Stata The Stata listserver
[Date Prev][Date Next][Thread Prev][Thread Next][Date index][Thread index]

st: RE: graph the percent missing fairly efficiently

From   "Nick Cox" <>
To   <>
Subject   st: RE: graph the percent missing fairly efficiently
Date   Fri, 15 Nov 2002 17:17:58 -0000

> I want to produce a report for all variables of the percent
> of observations
> that are missing.  I know about codebook and inspect, and
> 'nmissing' (from the
> web).  However, if possible, what is wanted is a percent of missing
> observations for each variable.   I could use 'tabulate'
> but ideally we want a
> pie chart showing the number missing.    For this I could
> use 'graph' and
> 'pie' but to make 'pie' work, I think I need to turn all
> the missings [recode
> or mvencode] to a recognizable coded missing like '-99' or
> something similar.
> This is one option, but perhaps there is an another option
> (that won't require
> variable recoding or generation, or if it does, certain
> solutions are fairly
> efficient).   Perhaps some variant of egen or egenodd is
> applicable, or
> perhaps the matter is simplified with a different type of
> graph chart.

Richard Goldstein has suggested various tabular outputs.

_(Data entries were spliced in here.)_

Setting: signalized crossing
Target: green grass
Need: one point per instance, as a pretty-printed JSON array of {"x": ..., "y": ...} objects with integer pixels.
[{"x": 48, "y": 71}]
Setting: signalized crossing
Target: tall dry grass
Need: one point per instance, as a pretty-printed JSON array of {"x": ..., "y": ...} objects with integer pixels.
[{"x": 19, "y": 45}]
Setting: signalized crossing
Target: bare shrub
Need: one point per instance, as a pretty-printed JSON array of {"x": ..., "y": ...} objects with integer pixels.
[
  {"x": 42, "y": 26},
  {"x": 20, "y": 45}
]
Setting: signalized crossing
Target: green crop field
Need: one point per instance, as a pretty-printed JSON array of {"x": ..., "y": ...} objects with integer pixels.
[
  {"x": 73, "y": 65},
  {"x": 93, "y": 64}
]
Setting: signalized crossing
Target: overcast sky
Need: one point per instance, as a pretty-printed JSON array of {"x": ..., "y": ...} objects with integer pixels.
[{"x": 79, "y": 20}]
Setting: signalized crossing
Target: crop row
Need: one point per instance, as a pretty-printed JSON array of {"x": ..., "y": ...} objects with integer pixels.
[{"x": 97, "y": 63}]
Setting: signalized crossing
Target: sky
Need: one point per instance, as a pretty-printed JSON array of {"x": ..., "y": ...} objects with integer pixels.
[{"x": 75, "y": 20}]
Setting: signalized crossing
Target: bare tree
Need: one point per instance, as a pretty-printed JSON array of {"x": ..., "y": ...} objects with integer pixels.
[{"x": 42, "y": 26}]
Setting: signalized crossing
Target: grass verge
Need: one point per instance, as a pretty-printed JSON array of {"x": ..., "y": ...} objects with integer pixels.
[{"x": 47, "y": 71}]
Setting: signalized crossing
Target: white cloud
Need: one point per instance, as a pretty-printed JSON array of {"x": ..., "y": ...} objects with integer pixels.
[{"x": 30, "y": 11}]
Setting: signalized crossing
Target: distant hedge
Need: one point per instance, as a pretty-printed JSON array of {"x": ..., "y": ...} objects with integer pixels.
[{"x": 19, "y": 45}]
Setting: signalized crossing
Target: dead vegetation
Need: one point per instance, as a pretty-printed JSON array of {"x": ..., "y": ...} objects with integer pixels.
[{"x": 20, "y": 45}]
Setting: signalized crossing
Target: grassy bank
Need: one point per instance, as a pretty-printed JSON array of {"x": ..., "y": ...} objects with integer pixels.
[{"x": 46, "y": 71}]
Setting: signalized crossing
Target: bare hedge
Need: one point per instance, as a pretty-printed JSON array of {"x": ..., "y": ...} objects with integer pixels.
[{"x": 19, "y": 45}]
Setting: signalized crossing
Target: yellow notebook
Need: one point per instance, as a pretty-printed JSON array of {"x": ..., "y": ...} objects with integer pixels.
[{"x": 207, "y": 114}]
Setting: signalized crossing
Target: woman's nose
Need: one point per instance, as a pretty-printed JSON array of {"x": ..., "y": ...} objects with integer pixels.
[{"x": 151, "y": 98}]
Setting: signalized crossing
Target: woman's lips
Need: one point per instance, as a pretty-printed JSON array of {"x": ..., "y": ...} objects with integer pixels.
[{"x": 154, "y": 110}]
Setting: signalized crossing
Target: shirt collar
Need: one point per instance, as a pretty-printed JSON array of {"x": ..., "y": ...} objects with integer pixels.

You are aware of -nmissing- (STB-49, STB-60). One possibility
is to scoop up the output of that and show it in a graph:
producing percents from the counts is naturally easy.

I am not clear what kind of pie graph you want, but
in any case I suspect there are better displays.
(Eyeballing 100 pies simultaneously is fairly ineffective.)

Also how many variables have you got? 10s 100s 1000s 10000s?
Presumably not many, as it is difficult to think of
a display which will not be unreadable unless the number
of variables is small. However, one possibility is to
omit all variables for which no values are missing.

On the assumption that there are no fewer observations
than variables, two quick graphs can be knitted in this
way, assuming no variables called -missing- -present-
or -varname-:

qui d, s
local nvars = r(k)
unab vars : *
gen missing = .
gen str1 varname = ""
local i = 1
qui foreach v of var `vars' {
	replace varname = "`v'" in `i'
	count if missing(`v')
	replace missing = r(N) in `i'
	local i = `i' + 1
replace missing = 100 * missing / _N
gen present = 100 - missing
hbar present missing in 1/`nvars', l(varname) xla(0(10)100) border
hbar present missing if missing in 1/`nvars', l(varname) xla(0(10)100)

Watch for mailers wrapping the two lines with -hbar-.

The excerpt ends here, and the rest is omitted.